Collaboration en Belgique francophone : «Pas de tabou chez nous !»
Mercredi à 20h25 sur La Une, un documentaire inédit donne la parole aux «Enfants de la collaboration».
Pour mieux comprendre cet aspect de notre histoire, nous avons rencontré Alain Colignon, historien au CEGESOMA (Centre d’études Guerre et Société).
Sous quelle forme la collaboration a-t-elle eu lieu dans notre pays ?
La collaboration politique en Belgique s’est développée sous deux formes très différentes. En Belgique francophone, il y a eu la collaboration rexiste, articulée essentiellement autour du mouvement de Léon Degrelle. Elle entendait sauvegarder ce qui pouvait être de l’identité belge en se plaçant résolument dans une Europe allemande de type national socialiste. C’est donc la version belge francophone des fascismes qui fleurissaient à l’époque à travers l’Europe. En Flandre, on se trouve en présence d’un autre fascisme qui est marqué par le nationalisme flamand antibelge et qui est articulé autour du Vlaams Nationaal Verbond (VNV).
Peut-on chiffrer le nombre total de collaborateurs belges ?
Pour le parti rexiste, on cite souvent le chiffre 13.000 à 15.000 membres. À cela, il faut ajouter les petits mouvements ultra nazis. «Les Amis du Grand Reich allemand», par exemple, comptabilisait 2.500 membres au mieux de sa forme, en 1942. En Flandre, le VNV comportait 84.000 membres et son concurrent, le DeVlag, lorsqu’il a été favorisé par l’Allemagne fin 1943, début 1944, représentait plus de 50.000 membres. Nous parlons là uniquement de la collaboration politique. Si on y ajoute les collaborateurs militaires, économiques et culturels, qui ne sont pas forcément encartés dans un parti, on peut estimer qu’en Belgique francophone, la collaboration sous toutes ses formes représente un peu moins de 1 % de la population et, en Flandre, 2 à 2,5 %.
Après-guerre, lorsque les collaborateurs ont été jugés, qu’advenait-il de leurs enfants ?
À ce sujet, l’État belge a été assez ambigu. Dans une certaine mesure, les enfants de collaborateurs ont été protégés en étant placés dans des orphelinats ou dans une famille d’accueil. Cependant, ce qu’il y a eu de commun dans les deux parties du pays, c’est que certains des collaborateurs ont été astreints à une amende en plus de la peine de prison. Et si ces derniers n’étaient pas capables de l’assumer dans le temps ou que le collaborateur en question mourrait, ses enfants, devenus adultes, devaient continuer à payer la dette de leurs parents. Et ça, naturellement, c’est resté en travers de la gorge de certains enfants.
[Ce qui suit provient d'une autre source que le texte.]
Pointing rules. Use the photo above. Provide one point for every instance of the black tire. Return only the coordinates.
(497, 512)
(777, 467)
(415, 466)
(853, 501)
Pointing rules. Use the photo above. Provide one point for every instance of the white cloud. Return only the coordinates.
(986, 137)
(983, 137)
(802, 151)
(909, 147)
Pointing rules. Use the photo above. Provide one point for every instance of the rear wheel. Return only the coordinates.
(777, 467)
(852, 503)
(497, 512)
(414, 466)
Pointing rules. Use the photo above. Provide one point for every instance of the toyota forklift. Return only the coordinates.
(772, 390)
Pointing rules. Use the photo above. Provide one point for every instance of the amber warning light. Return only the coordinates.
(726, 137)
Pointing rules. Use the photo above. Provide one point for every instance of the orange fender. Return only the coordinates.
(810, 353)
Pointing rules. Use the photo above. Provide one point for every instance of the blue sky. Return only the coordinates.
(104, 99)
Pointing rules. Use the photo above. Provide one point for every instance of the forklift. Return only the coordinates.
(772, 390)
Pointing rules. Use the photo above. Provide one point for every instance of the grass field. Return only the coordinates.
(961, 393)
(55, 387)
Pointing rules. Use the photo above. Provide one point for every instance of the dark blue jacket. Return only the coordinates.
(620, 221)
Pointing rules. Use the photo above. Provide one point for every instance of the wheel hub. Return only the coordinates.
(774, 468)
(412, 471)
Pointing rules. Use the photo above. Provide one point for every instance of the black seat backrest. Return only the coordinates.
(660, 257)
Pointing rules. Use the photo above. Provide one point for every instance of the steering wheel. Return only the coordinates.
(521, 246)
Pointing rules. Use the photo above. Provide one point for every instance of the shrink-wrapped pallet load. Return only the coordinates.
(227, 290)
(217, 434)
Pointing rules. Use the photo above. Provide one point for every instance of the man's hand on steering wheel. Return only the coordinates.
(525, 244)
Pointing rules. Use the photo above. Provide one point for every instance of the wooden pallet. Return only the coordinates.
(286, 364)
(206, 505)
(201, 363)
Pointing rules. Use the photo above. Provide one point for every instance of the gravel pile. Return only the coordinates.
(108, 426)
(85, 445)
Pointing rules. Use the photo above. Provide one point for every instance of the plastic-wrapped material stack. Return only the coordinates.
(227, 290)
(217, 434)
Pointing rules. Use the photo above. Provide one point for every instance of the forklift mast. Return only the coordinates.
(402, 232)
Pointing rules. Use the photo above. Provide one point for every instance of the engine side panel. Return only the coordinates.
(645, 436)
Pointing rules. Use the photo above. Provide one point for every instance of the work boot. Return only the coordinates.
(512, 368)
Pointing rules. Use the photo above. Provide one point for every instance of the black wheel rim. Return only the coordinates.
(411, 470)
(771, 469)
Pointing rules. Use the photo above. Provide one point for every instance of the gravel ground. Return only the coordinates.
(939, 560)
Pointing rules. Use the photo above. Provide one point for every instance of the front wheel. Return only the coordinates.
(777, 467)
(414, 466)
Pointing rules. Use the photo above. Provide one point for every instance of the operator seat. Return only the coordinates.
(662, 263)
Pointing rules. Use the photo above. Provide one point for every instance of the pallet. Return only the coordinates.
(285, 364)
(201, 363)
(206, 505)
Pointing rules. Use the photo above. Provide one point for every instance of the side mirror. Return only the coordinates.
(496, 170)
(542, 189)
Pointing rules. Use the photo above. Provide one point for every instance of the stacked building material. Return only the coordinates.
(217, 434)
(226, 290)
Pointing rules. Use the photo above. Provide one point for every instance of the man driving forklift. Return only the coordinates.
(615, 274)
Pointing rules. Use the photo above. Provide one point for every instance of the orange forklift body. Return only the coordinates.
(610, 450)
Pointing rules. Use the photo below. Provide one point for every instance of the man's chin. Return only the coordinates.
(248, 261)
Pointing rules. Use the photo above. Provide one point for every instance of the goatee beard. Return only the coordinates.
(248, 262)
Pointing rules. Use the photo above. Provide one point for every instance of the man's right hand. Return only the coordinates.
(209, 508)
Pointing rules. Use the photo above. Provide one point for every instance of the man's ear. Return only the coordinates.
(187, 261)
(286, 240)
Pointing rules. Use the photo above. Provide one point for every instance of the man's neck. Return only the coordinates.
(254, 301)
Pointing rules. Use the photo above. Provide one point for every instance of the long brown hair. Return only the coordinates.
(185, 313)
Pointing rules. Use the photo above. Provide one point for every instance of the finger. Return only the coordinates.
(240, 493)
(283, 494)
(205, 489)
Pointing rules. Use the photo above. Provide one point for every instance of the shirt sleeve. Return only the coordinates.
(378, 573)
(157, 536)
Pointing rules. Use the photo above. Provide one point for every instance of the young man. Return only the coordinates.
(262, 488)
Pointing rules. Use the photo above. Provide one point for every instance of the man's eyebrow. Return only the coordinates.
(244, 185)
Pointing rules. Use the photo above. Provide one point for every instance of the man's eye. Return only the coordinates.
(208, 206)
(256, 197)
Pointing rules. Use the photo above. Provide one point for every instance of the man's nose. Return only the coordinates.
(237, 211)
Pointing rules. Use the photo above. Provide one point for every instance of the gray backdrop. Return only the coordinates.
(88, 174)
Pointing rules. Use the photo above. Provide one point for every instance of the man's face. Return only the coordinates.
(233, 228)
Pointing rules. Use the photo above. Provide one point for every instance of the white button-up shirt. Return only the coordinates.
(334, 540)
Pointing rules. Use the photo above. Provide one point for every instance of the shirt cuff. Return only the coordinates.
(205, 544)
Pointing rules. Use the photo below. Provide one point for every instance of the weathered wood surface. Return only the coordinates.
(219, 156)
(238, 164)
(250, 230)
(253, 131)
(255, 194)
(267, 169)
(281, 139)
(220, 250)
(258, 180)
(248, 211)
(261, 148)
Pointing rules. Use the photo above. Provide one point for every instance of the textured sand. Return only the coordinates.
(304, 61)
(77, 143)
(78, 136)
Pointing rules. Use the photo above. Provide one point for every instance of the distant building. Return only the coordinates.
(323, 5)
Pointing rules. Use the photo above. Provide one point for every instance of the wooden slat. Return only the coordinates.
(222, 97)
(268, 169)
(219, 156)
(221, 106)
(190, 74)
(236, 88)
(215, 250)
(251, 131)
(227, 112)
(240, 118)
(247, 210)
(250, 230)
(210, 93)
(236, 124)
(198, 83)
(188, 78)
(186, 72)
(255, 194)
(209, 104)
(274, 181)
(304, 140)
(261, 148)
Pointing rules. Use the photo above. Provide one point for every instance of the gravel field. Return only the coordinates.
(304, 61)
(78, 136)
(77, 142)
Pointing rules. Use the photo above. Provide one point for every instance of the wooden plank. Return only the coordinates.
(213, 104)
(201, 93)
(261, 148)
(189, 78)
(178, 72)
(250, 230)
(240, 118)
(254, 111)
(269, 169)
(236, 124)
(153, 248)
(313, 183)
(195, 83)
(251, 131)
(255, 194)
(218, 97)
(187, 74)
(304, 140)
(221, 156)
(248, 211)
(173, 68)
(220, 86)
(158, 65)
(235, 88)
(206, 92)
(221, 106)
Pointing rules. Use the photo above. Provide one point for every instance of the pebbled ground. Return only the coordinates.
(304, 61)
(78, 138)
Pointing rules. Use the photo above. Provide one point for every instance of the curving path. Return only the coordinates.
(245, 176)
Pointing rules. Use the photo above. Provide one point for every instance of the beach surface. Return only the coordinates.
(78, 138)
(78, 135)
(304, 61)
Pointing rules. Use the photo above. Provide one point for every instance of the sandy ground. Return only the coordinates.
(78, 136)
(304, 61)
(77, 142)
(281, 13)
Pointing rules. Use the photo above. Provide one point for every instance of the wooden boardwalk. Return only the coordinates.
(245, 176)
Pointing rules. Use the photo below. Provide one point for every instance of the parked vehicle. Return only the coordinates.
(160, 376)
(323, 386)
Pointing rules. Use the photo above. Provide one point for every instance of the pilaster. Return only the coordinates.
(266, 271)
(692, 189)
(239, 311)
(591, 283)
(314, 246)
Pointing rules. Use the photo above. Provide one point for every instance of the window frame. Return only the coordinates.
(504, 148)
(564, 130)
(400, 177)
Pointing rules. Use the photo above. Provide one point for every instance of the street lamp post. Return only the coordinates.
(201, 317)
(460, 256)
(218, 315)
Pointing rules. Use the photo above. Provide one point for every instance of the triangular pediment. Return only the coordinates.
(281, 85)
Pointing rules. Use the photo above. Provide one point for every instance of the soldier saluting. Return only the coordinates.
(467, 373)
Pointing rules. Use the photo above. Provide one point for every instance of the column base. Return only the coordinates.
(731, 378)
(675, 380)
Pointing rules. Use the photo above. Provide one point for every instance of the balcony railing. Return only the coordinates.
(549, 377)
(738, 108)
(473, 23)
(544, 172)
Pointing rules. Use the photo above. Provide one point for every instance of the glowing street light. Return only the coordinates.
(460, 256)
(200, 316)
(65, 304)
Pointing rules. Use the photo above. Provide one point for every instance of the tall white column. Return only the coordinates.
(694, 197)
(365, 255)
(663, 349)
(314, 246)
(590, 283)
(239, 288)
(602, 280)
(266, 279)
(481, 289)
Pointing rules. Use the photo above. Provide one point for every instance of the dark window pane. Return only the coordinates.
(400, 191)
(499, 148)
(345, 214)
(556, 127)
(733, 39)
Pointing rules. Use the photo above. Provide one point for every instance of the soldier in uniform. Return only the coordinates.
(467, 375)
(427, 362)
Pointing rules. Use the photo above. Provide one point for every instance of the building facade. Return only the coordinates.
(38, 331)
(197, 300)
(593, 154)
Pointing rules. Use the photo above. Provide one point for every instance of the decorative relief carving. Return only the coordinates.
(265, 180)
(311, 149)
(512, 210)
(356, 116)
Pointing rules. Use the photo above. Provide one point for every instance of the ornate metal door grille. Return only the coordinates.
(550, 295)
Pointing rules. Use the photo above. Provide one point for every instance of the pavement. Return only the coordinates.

Une certaine stigmatisation des enfants de collaborateurs néerlandophones aurait-elle pu favoriser le nationalisme flamand ?
Non, dans la mesure où le nationalisme flamand existait bien avant la guerre. Le mouvement nationaliste flamand est enraciné dans la mouvance qu’on appelle «le mouvement flamand» et qui existe bien avant 1914. Cependant, les collaborateurs flamands ont pu se sentir sanctionnés moralement parce que, en leur for intérieur, ils avaient mauvaise conscience. Une stigmatisation morale qui a pu se transmettre dans le cadre familial.
Y-a-t-il un tabou autour du sujet de la collaboration en Belgique francophone ?
Non ! Il n’y a pas de tabou, contrairement à ce qu’on dit. Le tabou qui peut exister est uniquement intrafamilial. Dans les familles et les descendants de collaborateurs, on n’en parle pas parce qu’on estime tout simplement que les actes commis par papa, grand-père ou l’oncle Jules ne sont pas très élogieux. Au niveau de la collectivité francophone, c’est plutôt de l’indifférence. Et c’est assez naturel puisque la collaboration francophone représente un nombre infime d’individus et, qu’en plus, il s’agissait de gens assez quelconques. J’ai réellement l’impression que les Wallons, 75 ans après la fin de la guerre, ont tout simplement tourné la page.